Tuesday, August 30, 2016

Finding Roots

     During a trip out east this month to visit our son near Washington DC my wife and I made a side trip to the Philadelphia area where Wendy was born and grew up until she was about 13 when she moved to Michigan.  She was armed with maps and copies of documents found on the internet.  We were on a mission to find her ancestors.

     In particular, she was looking for the graves of her father, her grandparents on her mother’s side as well as the final resting place of her great-grandfather.  These were all located near Philadelphia.  She’d never been to visit them before. 

     We were putting a lot of trust in our ancestral internet research as well as in our Garmin to find these places.  I don’t trust Garmin all that much either as our navigational device sometimes wants us to go off-the-beaten track, once telling us to take the wrong exit when we were only miles from our house.

    “Where’s she going?” I asked.

    “She doesn’t know,” Wendy replied.

     Wonderful, as we’d be navigating through busy and crowded streets, highways and roads adjacent to Philadelphia.  We did find our first cemetery without issue, a sprawling property on a hill overlooking Philadelphia’s downtown skyline.   Finding the grave of her great-grandfather proved a tougher test.  So we checked at the office.

     Two matronly looking ladies looked up as we entered and stood at the counter then asked if they could help us.    “Is there any rhyme or reason to this place?” Wendy asked, causing them to flinch a bit.  Then Wendy pulled out her paper and the women began checking computers and pulling file drawers.  With their help, we found great-granddad, his headstone heralding his volunteer service in the Spanish American War.

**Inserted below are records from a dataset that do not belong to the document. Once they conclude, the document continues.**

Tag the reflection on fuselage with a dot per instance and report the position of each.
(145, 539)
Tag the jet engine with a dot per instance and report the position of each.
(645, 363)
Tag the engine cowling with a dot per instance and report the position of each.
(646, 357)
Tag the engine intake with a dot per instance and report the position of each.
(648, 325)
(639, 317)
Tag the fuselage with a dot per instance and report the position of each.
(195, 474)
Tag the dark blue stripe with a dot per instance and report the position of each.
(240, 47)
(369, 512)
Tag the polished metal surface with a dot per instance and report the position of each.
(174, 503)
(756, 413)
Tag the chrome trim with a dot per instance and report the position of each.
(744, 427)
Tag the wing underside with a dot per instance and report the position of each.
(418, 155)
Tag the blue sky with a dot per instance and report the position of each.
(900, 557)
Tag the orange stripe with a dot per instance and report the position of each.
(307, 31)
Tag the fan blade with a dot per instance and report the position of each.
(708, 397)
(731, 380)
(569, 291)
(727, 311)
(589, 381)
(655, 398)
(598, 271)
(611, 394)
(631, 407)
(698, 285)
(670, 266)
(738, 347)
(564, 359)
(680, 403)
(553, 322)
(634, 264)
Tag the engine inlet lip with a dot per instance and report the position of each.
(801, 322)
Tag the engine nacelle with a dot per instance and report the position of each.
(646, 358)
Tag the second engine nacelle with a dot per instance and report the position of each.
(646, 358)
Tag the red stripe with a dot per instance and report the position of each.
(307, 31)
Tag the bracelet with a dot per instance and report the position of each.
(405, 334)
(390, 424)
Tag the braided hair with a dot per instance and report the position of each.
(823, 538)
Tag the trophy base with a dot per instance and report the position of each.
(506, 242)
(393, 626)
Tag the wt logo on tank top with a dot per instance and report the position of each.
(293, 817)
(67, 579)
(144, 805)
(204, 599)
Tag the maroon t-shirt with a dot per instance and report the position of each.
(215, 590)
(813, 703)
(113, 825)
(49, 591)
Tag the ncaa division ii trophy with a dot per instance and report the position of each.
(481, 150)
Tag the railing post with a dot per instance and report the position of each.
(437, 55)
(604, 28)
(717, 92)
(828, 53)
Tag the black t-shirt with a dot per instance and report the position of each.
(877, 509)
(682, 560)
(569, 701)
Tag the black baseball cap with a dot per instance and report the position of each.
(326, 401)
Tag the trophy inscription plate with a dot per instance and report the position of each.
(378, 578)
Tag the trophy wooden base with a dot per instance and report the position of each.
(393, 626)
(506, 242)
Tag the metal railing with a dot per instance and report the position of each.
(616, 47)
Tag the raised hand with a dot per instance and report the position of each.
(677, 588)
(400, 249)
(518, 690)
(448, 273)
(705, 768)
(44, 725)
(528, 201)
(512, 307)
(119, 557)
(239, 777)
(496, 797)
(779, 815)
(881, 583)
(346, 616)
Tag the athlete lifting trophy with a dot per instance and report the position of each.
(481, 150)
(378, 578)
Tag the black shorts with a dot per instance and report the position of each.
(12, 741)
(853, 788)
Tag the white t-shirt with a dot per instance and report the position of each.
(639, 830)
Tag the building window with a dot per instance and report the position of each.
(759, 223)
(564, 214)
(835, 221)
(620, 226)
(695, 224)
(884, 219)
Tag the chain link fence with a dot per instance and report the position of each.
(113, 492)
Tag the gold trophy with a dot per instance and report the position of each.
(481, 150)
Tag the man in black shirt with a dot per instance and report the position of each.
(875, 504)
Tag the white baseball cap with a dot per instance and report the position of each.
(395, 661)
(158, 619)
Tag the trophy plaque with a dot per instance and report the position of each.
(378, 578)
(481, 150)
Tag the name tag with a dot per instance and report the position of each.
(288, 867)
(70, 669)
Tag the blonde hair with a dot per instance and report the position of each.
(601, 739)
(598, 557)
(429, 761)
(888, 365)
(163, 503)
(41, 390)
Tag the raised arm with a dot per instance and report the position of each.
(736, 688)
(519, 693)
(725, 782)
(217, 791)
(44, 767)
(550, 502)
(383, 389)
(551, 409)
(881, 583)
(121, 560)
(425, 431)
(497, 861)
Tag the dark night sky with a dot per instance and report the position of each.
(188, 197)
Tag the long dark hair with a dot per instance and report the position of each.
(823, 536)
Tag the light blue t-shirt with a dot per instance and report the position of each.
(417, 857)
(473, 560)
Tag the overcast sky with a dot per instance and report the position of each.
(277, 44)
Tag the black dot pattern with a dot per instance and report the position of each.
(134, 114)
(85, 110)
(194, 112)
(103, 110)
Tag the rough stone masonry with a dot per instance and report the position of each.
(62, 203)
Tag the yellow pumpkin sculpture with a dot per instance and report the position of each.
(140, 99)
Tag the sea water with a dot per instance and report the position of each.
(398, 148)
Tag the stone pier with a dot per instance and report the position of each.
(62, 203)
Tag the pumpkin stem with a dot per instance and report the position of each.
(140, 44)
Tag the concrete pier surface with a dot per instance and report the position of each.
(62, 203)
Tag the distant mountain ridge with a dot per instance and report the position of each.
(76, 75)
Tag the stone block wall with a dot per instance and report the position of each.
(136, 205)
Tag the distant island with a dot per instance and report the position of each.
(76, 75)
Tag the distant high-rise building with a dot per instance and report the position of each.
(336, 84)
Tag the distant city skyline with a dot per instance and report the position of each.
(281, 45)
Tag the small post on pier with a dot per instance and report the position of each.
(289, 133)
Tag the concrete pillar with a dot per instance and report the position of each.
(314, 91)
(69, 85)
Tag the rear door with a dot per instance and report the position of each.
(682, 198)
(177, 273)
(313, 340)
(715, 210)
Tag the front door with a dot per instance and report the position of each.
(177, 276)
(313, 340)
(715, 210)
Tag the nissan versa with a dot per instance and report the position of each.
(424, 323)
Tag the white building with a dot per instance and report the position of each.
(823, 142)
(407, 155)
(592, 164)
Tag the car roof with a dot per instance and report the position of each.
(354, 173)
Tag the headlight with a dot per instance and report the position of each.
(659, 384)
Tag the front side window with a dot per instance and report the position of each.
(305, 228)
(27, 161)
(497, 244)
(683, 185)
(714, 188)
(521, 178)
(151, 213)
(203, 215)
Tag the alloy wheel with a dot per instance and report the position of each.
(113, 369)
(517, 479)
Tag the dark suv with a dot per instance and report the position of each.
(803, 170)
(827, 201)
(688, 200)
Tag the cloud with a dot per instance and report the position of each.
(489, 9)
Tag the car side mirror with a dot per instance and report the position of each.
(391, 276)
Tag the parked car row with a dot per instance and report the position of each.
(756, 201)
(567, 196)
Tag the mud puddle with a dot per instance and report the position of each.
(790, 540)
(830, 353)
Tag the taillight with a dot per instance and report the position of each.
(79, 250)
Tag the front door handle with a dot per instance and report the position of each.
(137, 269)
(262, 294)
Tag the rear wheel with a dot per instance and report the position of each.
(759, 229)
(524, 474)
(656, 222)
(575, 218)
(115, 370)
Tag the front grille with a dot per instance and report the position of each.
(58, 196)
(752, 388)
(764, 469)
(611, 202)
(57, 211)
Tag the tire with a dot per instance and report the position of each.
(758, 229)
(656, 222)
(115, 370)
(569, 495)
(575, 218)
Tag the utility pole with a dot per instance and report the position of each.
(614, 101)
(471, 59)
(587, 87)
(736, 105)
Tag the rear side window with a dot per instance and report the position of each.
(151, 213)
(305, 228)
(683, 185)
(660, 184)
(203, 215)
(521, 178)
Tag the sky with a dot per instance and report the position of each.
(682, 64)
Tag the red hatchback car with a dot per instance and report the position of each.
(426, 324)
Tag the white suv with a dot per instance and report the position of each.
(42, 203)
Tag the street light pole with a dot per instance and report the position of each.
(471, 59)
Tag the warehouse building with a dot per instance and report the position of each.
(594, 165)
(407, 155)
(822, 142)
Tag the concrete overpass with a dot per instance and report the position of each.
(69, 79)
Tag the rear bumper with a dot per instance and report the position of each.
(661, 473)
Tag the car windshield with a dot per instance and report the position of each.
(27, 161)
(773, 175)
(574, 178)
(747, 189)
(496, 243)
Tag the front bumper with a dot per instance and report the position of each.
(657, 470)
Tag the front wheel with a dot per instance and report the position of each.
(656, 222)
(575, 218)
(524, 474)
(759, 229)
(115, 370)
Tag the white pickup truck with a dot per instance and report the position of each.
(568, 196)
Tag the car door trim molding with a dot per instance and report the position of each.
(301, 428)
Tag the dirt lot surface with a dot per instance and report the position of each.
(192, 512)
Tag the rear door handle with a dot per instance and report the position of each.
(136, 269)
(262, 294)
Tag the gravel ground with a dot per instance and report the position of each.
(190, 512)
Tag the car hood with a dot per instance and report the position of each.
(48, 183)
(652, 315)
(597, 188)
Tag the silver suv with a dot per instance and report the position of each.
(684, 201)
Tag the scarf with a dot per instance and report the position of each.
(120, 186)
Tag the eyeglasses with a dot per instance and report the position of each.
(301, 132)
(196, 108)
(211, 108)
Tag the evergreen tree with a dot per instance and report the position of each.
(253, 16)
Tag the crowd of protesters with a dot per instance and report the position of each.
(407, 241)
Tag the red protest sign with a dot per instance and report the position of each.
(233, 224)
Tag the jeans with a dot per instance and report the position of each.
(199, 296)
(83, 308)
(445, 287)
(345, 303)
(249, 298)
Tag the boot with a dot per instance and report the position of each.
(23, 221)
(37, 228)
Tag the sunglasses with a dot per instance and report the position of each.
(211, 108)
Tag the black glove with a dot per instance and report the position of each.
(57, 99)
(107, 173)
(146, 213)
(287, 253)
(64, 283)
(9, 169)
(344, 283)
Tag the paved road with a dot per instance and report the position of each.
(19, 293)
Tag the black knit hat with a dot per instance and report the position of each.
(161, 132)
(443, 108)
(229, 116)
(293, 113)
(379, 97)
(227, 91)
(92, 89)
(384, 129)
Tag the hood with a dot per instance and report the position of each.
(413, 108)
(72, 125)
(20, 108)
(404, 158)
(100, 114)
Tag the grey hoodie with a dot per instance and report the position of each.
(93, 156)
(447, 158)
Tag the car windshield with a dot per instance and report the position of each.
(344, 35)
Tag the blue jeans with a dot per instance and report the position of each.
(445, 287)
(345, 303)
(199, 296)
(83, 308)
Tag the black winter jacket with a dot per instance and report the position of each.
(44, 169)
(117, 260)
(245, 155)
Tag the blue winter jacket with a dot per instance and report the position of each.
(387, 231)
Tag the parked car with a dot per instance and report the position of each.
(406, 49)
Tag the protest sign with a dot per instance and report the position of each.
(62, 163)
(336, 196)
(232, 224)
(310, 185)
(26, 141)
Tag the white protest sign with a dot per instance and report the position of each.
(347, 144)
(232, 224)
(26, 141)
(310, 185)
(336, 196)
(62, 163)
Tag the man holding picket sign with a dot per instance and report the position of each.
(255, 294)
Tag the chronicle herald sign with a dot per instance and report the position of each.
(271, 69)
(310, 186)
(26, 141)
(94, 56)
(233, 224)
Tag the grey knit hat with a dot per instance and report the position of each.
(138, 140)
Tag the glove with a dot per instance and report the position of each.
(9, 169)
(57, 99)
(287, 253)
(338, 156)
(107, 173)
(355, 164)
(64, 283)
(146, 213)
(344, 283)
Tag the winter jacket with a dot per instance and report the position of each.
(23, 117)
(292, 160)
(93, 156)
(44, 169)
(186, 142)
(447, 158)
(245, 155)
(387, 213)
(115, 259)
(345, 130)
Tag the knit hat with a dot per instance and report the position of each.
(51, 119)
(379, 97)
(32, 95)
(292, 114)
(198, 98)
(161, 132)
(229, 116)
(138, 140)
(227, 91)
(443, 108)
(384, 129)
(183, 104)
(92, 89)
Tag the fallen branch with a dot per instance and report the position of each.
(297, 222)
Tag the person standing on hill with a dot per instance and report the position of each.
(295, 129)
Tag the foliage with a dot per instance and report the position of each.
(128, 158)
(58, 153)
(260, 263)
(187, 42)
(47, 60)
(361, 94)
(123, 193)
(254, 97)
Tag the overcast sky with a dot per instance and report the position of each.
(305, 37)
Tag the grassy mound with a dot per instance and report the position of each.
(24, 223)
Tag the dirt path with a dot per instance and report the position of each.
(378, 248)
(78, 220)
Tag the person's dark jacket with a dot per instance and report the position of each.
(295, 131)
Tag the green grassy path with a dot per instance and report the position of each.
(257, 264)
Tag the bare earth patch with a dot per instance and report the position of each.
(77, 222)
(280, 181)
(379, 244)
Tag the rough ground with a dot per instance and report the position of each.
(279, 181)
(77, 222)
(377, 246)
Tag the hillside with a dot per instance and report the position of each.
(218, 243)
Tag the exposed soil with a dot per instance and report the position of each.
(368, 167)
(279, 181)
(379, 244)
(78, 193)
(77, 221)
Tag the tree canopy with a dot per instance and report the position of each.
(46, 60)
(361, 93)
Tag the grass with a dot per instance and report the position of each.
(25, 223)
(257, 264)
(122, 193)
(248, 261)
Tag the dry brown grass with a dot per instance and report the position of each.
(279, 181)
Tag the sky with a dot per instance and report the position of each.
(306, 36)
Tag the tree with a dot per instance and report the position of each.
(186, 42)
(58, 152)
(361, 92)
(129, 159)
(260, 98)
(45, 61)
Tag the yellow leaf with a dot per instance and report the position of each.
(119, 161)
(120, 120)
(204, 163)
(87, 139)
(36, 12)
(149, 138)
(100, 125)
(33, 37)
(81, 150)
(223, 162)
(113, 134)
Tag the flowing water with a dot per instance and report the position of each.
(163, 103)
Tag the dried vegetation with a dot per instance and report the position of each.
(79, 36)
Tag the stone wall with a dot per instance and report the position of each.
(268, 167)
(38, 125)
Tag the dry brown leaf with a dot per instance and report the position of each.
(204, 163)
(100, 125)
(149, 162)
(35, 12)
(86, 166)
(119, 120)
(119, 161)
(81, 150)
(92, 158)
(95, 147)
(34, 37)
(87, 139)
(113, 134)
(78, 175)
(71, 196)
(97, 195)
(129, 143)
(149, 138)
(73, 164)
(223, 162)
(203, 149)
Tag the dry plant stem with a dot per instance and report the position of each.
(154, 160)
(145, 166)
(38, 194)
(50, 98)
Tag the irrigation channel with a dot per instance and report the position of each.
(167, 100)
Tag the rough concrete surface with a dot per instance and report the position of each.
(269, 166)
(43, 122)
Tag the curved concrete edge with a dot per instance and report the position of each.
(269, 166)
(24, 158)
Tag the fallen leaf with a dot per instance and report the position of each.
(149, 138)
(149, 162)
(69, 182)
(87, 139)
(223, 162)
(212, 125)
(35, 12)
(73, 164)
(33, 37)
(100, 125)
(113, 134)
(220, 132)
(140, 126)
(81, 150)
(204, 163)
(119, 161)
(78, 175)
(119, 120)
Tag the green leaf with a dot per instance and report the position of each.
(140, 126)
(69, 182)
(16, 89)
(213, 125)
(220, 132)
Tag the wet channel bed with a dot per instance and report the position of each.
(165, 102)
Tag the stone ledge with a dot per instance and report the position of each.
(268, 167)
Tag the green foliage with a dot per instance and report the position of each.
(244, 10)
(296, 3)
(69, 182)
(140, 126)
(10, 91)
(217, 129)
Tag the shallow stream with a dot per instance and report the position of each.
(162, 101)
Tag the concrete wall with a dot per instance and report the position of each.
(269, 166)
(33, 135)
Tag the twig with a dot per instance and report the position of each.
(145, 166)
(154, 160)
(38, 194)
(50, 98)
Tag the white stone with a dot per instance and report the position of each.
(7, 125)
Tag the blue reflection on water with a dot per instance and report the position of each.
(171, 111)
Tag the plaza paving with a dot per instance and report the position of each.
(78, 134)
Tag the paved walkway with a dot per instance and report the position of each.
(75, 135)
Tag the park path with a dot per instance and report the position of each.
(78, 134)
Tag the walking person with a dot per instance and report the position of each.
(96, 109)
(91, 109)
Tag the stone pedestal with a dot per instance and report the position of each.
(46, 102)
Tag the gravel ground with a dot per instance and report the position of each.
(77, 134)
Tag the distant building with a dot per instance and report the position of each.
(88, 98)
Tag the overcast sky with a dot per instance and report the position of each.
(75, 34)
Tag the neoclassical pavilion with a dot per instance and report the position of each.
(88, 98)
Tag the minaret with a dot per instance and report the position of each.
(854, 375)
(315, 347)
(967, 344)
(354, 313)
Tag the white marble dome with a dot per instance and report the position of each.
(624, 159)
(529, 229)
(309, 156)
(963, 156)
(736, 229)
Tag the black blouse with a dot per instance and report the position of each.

     The next cemetery to visit was where Wendy’s father was buried.  He died when Wendy was still quite young and living with her mother as the two had divorced.  So she never knew his final resting place.  We had the name of the cemetery but not the address. 

     Could Garmin help us out?  As my three-year-old grandson often says, “Uhhhhhh, no.”  Very frustrating as our navigational device can give you the exact address of any Dunkin Donut within 70 miles (seriously, it did this once when we were looking for a bakery), but try searching for a prominent local cemetery and it comes up empty.  It did give us the church address, however.

      So we went there.  By the way, the neighborhoods where Wendy and her relatives lived have become quite run down and are now what could be called blighted urban districts.  Not places where you want to be at night.  Even in the daytime a local library even had a police guard at the check-out station.  And the church we located via Garmin had a parking lot surrounded by a ten-foot tall chain link fence topped with barbed wire.

     While I waited in the car, Wendy had to ring an intercom, then explain what she wanted before they would buzz her in.  But she did get in and we did get the cemetery address, arriving just before the office closed—good thing too since we would have never found her father’s grave on our own.  Wendy had me query the office lady for help this time since I complained she could have been more diplomatic on our first go-round.

     We did find her father’s grave, a serviceman’s grave as he served in the Navy during World War II.  Wendy called out who she was, introduced me, then we took some pictures before moving on.  Found the gate where we had come in was now locked.  And I knew the office was closed too.  We hadn’t seen another entrance but after driving to a dead end or two, pun not intended, we finally discovered a road to the main gate, still open.


     The last cemetery we found quite quickly.  No, Garmin didn’t step up its game.  There was a sign on the main road that took us right to the cemetery.  Garmin was actually trying to take us down the road farther.  Maybe it just doesn’t like going to cemeteries.  Superstitious perhaps?